Dokładnie.
Przy kocie lepiej wykonywać miękkie, płynne ruchy.
Jeśli głaszczesz kota, i gwałtownie machniesz ręką/odsuniesz rękę -najprawdopodobniej kot będzie usiłował ruszającą się rękę złapać odruchowo -pazurami i zębami. I najprawdopodobniej wcale Ci nie przebije skóry, jedynie unieruchomi rękę. Maluch może nie mieć wyczucia.
Jeśli złapie -nigdy nie należy ręki gwałtowanie wyrywać, bo kot będzie usiłował ją przytrzymać - i przy szarpnięciu poharatasz sobie rękę o zęby i pazury kota. Wystarczy rękę chwilkę przytrzymać nieruchomo i kot zwolni uścisk, a potem delikatnie zabrać rękę/ w razie potrzeby delikatnie przytrzymując kocie łapy czy głowę.
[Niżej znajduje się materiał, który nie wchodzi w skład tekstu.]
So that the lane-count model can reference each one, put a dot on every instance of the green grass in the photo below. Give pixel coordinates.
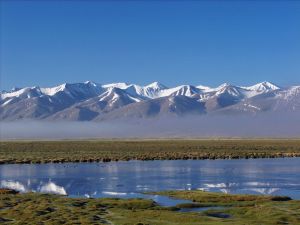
(33, 208)
(114, 150)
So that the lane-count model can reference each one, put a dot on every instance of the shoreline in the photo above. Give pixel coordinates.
(39, 152)
(107, 160)
(219, 208)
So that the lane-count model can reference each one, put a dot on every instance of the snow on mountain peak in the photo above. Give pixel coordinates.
(263, 87)
(156, 85)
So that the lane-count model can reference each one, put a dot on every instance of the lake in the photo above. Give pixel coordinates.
(128, 179)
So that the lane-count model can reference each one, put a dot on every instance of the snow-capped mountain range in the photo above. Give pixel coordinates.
(91, 101)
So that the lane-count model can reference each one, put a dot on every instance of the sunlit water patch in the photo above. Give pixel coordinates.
(132, 178)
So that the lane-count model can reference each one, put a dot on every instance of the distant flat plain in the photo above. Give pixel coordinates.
(32, 151)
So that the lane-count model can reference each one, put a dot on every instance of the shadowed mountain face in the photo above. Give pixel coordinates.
(94, 102)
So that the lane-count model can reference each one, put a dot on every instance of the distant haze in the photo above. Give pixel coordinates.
(261, 126)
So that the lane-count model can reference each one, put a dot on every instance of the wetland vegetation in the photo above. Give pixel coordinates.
(114, 150)
(37, 208)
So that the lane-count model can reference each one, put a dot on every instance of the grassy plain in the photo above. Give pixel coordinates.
(34, 208)
(114, 150)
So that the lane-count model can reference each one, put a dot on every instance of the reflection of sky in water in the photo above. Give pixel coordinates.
(255, 176)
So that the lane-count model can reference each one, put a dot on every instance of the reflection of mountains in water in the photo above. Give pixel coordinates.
(48, 187)
(247, 187)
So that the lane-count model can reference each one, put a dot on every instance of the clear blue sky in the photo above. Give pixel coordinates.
(199, 42)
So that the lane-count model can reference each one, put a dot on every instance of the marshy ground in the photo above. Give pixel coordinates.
(34, 208)
(114, 150)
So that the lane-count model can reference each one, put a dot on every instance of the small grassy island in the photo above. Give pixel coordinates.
(114, 150)
(34, 208)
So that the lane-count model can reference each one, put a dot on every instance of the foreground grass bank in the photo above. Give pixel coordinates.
(33, 208)
(114, 150)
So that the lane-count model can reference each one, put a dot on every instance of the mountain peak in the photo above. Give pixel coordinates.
(264, 86)
(156, 85)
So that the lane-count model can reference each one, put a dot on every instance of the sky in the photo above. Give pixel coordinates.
(45, 43)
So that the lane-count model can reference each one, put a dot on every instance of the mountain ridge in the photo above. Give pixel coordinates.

Koty, bywa,nadmiernie ekscytują sie przy głaskaniu, i nagle łapią głaszczącą rękę w zęby . Wtedy trzeba spokojnie rękę przytrzymać chwilę nieruchomo, i jak kot zwolni uścisk, delikatnie zabrać. Wtedy na ręce nie zostają żadne ślady po zębach. Bo kot wtedy nie gryzie, ale jedynie przytrzymuje rękę/blokuje.